Applying Travelers, the Fourth Circuit began with the presumption that “claims enforceable under state law will be allowed in bankruptcy unless they are expressly disallowed.” The debtor argued that, unlike in Travelers, sections 502(b) and 506(b) of the Bankruptcy Code expressly disallow post-petition unsecured attorney’s fees claims. The Fourth Circuit was unpersuaded by those arguments. With respect to section 502(b), the court looked to the section’s text and found that post-petition attorney’s fees were not expressly disallowed. Instead, the court stated that if SummitBridge had a claim for post-petition attorney’s fees as of the petition date (and provided that claim did not fall within the enumerated exceptions set forth in section 502(b)), the attorney’s fee claim would be allowed.
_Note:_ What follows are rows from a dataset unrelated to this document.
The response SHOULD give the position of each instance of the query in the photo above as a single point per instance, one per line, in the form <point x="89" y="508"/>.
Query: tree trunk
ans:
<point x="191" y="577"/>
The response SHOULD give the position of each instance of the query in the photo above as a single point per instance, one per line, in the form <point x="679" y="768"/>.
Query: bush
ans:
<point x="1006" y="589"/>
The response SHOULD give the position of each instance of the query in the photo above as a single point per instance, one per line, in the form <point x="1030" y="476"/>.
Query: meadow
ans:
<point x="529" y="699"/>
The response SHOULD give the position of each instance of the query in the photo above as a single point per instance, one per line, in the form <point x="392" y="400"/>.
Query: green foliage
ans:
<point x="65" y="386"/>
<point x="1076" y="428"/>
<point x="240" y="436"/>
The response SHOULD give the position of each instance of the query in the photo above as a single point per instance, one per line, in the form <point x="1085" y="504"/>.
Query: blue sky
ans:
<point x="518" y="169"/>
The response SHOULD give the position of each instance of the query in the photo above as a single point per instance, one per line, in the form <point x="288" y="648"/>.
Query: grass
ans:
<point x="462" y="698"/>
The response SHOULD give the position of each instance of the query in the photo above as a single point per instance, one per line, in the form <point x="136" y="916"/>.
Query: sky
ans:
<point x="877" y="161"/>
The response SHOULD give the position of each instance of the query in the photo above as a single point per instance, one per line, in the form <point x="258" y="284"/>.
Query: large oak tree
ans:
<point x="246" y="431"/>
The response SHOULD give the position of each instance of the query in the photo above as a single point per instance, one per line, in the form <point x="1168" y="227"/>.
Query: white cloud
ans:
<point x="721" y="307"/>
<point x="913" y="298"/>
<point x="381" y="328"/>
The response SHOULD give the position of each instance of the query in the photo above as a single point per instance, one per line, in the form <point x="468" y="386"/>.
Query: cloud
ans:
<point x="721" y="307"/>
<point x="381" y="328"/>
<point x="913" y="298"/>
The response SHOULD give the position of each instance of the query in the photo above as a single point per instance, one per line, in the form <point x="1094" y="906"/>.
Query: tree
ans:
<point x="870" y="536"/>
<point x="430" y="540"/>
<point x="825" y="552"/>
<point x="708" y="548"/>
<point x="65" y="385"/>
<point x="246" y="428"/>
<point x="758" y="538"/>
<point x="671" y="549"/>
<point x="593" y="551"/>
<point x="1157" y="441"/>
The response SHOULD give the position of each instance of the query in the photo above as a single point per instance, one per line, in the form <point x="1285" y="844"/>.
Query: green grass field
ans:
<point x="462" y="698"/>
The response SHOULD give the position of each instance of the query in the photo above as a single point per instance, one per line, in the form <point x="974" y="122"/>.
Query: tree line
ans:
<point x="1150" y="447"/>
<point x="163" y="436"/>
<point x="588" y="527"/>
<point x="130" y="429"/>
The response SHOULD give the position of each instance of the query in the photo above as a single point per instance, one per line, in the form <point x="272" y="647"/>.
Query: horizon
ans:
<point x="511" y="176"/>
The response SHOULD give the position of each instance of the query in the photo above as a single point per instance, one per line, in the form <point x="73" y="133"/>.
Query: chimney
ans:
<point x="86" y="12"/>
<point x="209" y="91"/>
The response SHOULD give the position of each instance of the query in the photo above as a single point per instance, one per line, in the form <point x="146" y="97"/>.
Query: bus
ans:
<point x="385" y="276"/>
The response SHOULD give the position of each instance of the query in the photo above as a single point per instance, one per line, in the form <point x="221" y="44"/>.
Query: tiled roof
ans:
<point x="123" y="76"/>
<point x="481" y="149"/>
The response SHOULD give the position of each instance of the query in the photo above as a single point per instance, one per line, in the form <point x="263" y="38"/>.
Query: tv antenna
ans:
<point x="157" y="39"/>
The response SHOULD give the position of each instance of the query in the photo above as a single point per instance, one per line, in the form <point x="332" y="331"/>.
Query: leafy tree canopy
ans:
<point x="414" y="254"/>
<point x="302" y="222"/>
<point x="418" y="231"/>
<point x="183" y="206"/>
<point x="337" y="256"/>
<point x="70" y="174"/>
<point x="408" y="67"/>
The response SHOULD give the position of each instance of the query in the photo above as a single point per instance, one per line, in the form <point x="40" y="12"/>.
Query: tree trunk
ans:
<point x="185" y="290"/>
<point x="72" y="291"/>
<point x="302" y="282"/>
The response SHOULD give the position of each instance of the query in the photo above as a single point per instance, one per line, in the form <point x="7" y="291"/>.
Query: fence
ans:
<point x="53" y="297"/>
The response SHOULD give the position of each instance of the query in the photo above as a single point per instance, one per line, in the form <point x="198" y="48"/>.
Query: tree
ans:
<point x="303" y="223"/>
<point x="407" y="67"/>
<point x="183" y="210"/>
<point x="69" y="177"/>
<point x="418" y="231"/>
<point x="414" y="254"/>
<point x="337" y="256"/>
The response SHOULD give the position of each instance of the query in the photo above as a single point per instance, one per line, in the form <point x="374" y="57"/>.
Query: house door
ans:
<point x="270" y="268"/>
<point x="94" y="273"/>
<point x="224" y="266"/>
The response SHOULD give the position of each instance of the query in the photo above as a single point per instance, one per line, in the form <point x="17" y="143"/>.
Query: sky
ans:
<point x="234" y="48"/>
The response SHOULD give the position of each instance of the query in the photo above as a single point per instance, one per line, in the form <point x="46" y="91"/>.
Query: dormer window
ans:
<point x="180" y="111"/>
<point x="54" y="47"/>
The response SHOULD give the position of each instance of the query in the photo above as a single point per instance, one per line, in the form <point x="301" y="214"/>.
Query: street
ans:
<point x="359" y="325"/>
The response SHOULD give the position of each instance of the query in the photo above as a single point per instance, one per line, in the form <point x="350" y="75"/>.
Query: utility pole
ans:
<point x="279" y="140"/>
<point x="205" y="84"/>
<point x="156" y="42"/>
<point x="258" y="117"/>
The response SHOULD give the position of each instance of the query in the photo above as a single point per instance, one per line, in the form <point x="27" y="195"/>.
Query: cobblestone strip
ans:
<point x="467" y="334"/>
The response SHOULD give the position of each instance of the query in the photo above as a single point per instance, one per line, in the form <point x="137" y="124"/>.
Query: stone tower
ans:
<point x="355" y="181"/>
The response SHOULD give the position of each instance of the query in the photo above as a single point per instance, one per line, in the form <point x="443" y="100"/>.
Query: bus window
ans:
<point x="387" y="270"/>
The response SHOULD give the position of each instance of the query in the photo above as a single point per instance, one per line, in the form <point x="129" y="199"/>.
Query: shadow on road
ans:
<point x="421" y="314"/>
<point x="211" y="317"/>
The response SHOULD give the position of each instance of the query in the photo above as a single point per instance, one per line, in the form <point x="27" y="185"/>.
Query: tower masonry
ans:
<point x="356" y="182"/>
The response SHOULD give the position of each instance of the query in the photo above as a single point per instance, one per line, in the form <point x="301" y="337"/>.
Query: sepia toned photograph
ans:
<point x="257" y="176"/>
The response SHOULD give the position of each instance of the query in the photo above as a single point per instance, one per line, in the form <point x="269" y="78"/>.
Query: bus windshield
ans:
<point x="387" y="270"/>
The Fourth Circuit held that, contrary to the debtor’s argument that a claim for post-petition fees could not have existed on the petition date, the claim in fact existed on the petition date since (a) the Bankruptcy Code permits the allowance of contingent, unliquidated claims, and (b) the promissory notes giving rise to the claim were executed pre-petition and, because the debtor’s obligation to pay potential attorney’s fees arose pre-petition, the claims asserted by SummitBridge were pre-petition claims under section 502(b).
The Fourth Circuit dismissed the debtor’s section 506(b) argument by noting that such section has nothing to do with the allowance or disallowance of claims. Rather, that section address the classification of a claim as secured or unsecured. Therefore, since the Bankruptcy Code does not expressly disallow an unsecured claim for post-petition attorney’s fees and costs, such claims are allowable.
The Fourth Circuit is not the only Circuit to reach this conclusion. See, e.g., SNTL Corp. v. Ctr. Ins. Co. (In re SNTL Corp.), 571 F.3d 926 (2d Cir. 2009) and Ogle v. Fid. & Dep. Co., 586 F.3d 143 (9th Cir. 2019). And, the Third Circuit may confront the issue in a matter arising from the Tribune bankruptcy. In that case, Wilmington Trust Co., as indenture trustee, filed an unsecured claim for more than $30 million in post-petition attorney’s fees. The bankruptcy court disallowed the claim because it read sections 502(b) and 506(b) together to provide that “postpetition interest, attorney’s fees and costs are recoverable only by oversecured creditors.” In re Tribune Media Co., 2015 Bankr. LEXIS 3973, at *11 (Bankr. D. Del. Nov. 19, 2015). The district court reversed and ruled that section 506(b) does not limit the allowability of unsecured claims for contractual post-petition attorney’s fees. Wilmington Trust Co. v. Tribune Media Co. (In re Tribune Media Co.), 2018 U.S. Dist. LEXIS 199137, at *7 (D. Del. Nov. 26, 2018). The case is currently on appeal to the Third Circuit.
Despite the fact that parties continue to litigate the issue of the allowance of post-petition attorney’s fees claims, such issue has essentially been decided by the Supreme Court. Travelers clearly provides that, unless there is an express prohibition on allowance of a claim in the Bankruptcy Code, the claim is allowable if permitted under state law. With respect to unsecured claims for attorney’s fees and costs arising out of pre-petition contracts, there can be little question that such claims are allowable in or out of bankruptcy.